The ErP Directive, which contains a set of rules related to the ecodesign of energy-related products, has an important part to play in achieving the EU’s challenging targets. The objective of the provisions contained within the ErP Directive is to reduce energy consumption by 12 percent from the 2007 level, amounting to a total saving of 341 terawatt-hours, or 341 billion kilowatt-hours, by 2020.
Explaining provisions related to the pump industry
The white paper covers the three provisions of the ErP Directive that relate specifically to the pump industry. They are:
- 640/2009 and 4/2014: Ecodesign requirements for electric motors.
- 641/2009 and 622/2012: Ecodesign requirements for glandless stand-alone circulators and glandless circulators integrated in products.
- 547/2012: Ecodesign requirements for water pumps.
Sabbatini explains that for those contractors who question the need for the kind of high-efficiency equipment required by the ErP Directive, the arguments in favor are incontrovertible.

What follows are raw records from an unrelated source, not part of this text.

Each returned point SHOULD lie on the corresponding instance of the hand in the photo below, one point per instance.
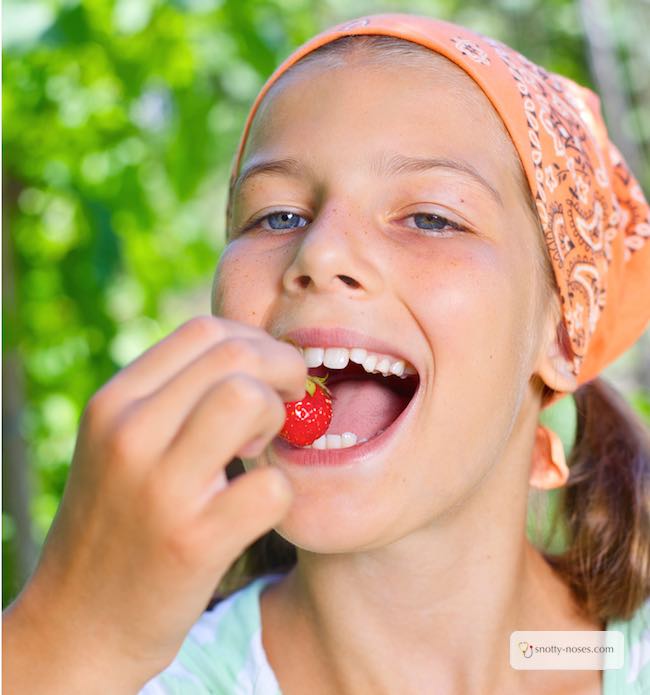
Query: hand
(148, 524)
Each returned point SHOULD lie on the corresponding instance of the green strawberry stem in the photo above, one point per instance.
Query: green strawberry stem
(310, 386)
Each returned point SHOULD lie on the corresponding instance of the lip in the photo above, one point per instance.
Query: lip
(336, 336)
(283, 452)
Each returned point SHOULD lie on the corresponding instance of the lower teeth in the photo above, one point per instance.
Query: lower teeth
(339, 441)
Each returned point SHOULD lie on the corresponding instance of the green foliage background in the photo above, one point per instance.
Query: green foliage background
(120, 123)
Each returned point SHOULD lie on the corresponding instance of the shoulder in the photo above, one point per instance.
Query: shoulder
(222, 653)
(634, 677)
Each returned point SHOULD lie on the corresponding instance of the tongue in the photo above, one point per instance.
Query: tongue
(364, 406)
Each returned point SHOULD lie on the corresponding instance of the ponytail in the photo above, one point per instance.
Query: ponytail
(605, 506)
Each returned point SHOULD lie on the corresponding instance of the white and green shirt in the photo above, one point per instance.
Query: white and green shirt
(223, 653)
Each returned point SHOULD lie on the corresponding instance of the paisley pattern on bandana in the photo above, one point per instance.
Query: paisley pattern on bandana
(594, 216)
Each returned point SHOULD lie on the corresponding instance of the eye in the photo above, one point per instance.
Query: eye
(430, 222)
(280, 220)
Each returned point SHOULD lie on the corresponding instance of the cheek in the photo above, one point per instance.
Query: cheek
(243, 286)
(473, 303)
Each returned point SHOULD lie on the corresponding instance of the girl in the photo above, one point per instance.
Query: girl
(408, 199)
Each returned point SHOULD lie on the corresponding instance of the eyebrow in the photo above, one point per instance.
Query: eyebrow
(387, 164)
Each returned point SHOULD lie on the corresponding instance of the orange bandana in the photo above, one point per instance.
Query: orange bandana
(595, 218)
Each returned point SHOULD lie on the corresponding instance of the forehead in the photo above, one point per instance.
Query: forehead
(423, 107)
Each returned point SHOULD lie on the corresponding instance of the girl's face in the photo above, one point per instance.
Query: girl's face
(366, 248)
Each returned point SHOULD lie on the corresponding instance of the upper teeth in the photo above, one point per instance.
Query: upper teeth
(372, 362)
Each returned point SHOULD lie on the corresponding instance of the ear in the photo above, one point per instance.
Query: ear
(553, 366)
(549, 469)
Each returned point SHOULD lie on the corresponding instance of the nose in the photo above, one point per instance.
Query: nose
(334, 256)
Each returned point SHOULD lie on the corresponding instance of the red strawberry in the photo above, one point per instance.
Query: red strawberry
(308, 418)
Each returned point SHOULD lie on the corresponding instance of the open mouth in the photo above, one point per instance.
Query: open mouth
(364, 404)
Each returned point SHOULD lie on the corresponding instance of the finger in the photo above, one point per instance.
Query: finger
(161, 361)
(233, 413)
(251, 505)
(278, 364)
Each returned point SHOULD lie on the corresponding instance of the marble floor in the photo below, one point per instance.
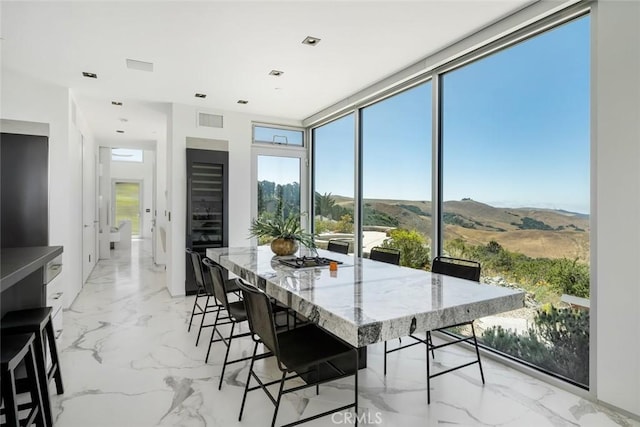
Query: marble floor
(128, 360)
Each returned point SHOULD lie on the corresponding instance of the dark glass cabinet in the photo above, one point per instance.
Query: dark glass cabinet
(207, 204)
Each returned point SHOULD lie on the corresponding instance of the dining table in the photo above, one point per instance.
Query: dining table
(364, 302)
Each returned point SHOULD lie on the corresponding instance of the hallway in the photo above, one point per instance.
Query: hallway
(128, 361)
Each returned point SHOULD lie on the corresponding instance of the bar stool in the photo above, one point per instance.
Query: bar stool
(38, 321)
(15, 350)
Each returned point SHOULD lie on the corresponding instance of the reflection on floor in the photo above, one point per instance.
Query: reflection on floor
(127, 360)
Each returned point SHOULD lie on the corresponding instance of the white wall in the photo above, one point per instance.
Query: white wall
(28, 99)
(82, 153)
(237, 131)
(139, 172)
(616, 166)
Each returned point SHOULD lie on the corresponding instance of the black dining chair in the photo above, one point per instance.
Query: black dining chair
(388, 255)
(229, 313)
(338, 246)
(307, 352)
(204, 290)
(463, 269)
(455, 267)
(198, 309)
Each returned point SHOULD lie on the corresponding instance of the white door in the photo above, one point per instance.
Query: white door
(89, 207)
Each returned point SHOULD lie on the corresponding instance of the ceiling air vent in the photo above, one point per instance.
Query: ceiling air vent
(209, 120)
(74, 113)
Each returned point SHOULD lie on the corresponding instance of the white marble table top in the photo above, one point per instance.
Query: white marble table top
(367, 301)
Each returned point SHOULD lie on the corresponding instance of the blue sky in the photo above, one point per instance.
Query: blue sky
(515, 131)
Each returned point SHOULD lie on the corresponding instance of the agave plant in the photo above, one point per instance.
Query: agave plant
(265, 227)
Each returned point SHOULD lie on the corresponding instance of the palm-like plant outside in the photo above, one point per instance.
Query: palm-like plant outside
(283, 228)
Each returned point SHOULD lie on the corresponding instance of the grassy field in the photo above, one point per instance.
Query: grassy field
(128, 205)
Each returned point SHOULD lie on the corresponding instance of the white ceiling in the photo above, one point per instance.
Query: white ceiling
(226, 50)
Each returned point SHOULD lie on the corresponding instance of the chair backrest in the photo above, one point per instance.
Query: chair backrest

“A high-efficiency motor may cost more than a conventional one but the economic case speaks for itself,” he says. “If you increase the efficiency of a 5.5 KW motor by three percent, your return on investment is 30 months, even with the 15 percent higher cost of buying the component. After only 2.5 years, you start to save money on a part that has an average lifespan of 10 to 20 years. And last, but not least, it’s mandatory.”